Learning to Love the Bomb
Teller's obsession with the hydrogen bomb preceded Los Alamos. Once there, it was all he really wanted to work on. At that time, and for many years thereafter, he devoted himself to what was known as the "classical Super." Put very crudely, this is a container into which you put the light elements that you hope to fuse together with the release of energy. Typically these are isotopes of hydrogen, such as deuterium and tritium. Into the container you put a fission bomb. When it explodes, you hope that it generates enough heat to cause the fusion. The advantage of the classical Super is that there is no limit to the amount of fusion fuel you can put into the container and so no limit to the strength of the bomb. The disadvantage is that it does not work. For almost a decade Teller tried different configurations, only to have them shot down. His response each time was to call into question the competence of the messenger. But the laws of nature are quite impersonal and do not yield to ad hominem arguments.
The situation with regard to the possibilities of making a hydrogen bomb changed radically in December 1950. The exact sequence of events has been disputed ever since. It will probably never be settled, because a number of the principals are now dead and because the material is still in considerable part classified. Goodchild gives various versions, none of which can be verified for the reasons I cited. But it must be said that here again Goodchild clearly does not understand the physics. I believe that what happened was the Polish mathematician Stanislaw Ulam had the breakthrough idea. He was not working directly on the hydrogen bomb. Indeed, he was one of the people who showed that the classical Super would not work. He was trying to improve the efficiency of the fission bomb. His idea was to use the material flux from an exploding fission weapon to compress a container that held the light isotopes. This compression would dramatically increase the fission reaction rates. Once Teller became persuaded that this notion might work, he modified the design so that it became the basis of a hydrogen bomb. Teller had the idea of using the X-rays that carry off most of the energy from the primary fission bomb to do the compression. Exactly how this works is still classified. When this modified design was presented to the people in the field, they agreed with Oppenheimer that it was "technically sweet," so we have hydrogen bombs.
There are two ironies to report. Once the design was accepted, Teller left Los Alamos because he could no longer control the project. In his mind it had become his, and he was to the end very ungracious about Ulam's role. The second irony was emphasized to me by Freeman Dyson: The hydrogen bomb was irrelevant. Ordinary fission bombs can be made powerful enough. Indeed, the current arsenals of the United States and Russia look the same as if they consisted of fission bombs alone.

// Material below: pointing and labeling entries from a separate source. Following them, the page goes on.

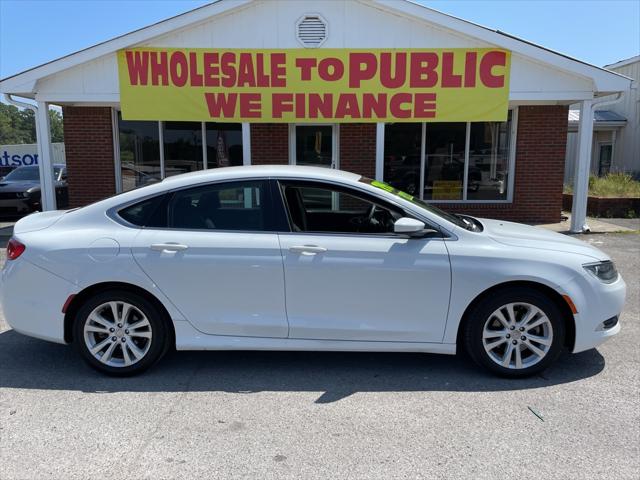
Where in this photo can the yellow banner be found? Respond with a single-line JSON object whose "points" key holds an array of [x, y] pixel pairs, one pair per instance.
{"points": [[314, 85]]}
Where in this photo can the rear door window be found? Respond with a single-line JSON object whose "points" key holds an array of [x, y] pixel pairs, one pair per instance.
{"points": [[238, 206]]}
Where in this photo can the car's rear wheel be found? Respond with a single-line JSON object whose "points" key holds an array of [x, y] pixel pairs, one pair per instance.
{"points": [[120, 333], [517, 332]]}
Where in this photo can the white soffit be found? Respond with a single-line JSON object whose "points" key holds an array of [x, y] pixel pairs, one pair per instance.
{"points": [[91, 74]]}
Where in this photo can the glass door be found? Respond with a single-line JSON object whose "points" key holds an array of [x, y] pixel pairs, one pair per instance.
{"points": [[314, 145]]}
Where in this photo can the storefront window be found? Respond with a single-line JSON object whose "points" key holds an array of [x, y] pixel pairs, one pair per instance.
{"points": [[314, 145], [444, 163], [488, 161], [182, 147], [224, 144], [402, 161], [447, 157], [139, 153]]}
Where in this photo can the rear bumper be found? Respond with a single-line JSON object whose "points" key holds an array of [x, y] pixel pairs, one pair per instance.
{"points": [[31, 299]]}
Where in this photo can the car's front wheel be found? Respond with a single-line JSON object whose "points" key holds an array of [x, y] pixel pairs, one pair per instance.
{"points": [[120, 332], [516, 332]]}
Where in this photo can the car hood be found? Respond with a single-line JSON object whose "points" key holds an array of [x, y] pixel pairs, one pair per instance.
{"points": [[17, 186], [526, 236]]}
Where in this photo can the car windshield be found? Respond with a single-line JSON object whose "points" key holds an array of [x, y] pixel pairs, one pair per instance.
{"points": [[456, 220], [30, 174]]}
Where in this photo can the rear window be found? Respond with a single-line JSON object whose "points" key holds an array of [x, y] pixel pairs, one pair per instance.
{"points": [[145, 213]]}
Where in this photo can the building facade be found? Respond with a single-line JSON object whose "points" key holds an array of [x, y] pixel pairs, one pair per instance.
{"points": [[616, 130], [512, 169]]}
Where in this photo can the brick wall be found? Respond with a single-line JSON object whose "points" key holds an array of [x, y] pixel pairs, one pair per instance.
{"points": [[269, 143], [88, 140], [539, 169], [358, 148]]}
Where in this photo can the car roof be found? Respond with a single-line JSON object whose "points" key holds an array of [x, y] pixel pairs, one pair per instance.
{"points": [[281, 171], [57, 165], [187, 180]]}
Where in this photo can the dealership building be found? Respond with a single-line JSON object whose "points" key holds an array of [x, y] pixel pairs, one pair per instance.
{"points": [[511, 168]]}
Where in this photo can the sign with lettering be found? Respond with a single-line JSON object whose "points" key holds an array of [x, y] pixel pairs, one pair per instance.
{"points": [[314, 85]]}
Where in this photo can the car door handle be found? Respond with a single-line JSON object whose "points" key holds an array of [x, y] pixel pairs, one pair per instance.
{"points": [[168, 247], [307, 249]]}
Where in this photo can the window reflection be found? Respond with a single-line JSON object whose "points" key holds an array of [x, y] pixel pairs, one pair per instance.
{"points": [[182, 147], [139, 153], [314, 145], [488, 161], [444, 168], [402, 144], [224, 144]]}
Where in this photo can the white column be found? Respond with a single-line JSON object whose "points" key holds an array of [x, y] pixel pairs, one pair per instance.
{"points": [[43, 135], [246, 143], [380, 152], [582, 168]]}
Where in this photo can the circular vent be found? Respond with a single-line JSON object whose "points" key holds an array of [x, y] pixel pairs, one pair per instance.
{"points": [[312, 30]]}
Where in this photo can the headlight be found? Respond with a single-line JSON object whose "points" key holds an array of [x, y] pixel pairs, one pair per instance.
{"points": [[605, 271]]}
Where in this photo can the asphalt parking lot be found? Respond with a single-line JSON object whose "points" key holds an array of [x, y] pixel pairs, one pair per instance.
{"points": [[326, 415]]}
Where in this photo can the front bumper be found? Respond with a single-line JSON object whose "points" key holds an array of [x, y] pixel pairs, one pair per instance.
{"points": [[596, 303]]}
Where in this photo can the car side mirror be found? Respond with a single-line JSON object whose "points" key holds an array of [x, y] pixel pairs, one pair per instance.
{"points": [[412, 227]]}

Teller was adamantly opposed to any agreement to stop nuclear testing in the atmosphere. His concern was the continual development of nuclear weapons, but he argued for his position like a charlatan. He found some statistic that Denver had, for a period, a lower rate of leukemia than some cities at sea level. He argued that small amounts of radiation might therefore be good for you. His most cynical attempt to prolong testing above ground was something that was called Project Plowshare. This was presented as a program to accomplish useful tasks, like earth-moving, with atomic explosions. An example, noted by Goodchild, was to dig a harbor at Cape Thompson in Alaska. As was pointed out to Teller, this harbor would have had no economic value. Among other things, the water was frozen for most of the year. Teller told the local people that surely they could find some useful task for these explosions. Teller could not have cared less so long as the tests went on. Finally, we have Star Wars.
Alas, this chimera is still with us, two decades after Teller persuaded President Reagan that a defense against nuclear-armed missiles was not only possible but feasible in a reasonably near future. The elements of the system kept changing as the various brainstorms emanating from Livermore turned out not to work. With each of them Teller announced how wonderful they were, conveniently ignoring data that disagreed. The final one was something called "Brilliant Pebbles," involving devices whose number and size kept changing and that were supposed to float around in outer space. Teller managed to persuade the first President Bush to invest heavily in this scheme. The problem with it, and with the schemes that so captivate Bush's son, is that it is easy and inexpensive to modify the offense to defeat them. Even worse, the effect of this development is, and was, to enhance the arms race. The current Administration has abandoned part of the Anti-Ballistic Missile Treaty and appears to be working on the development of new tactical nuclear weapons. Teller would have been pleased.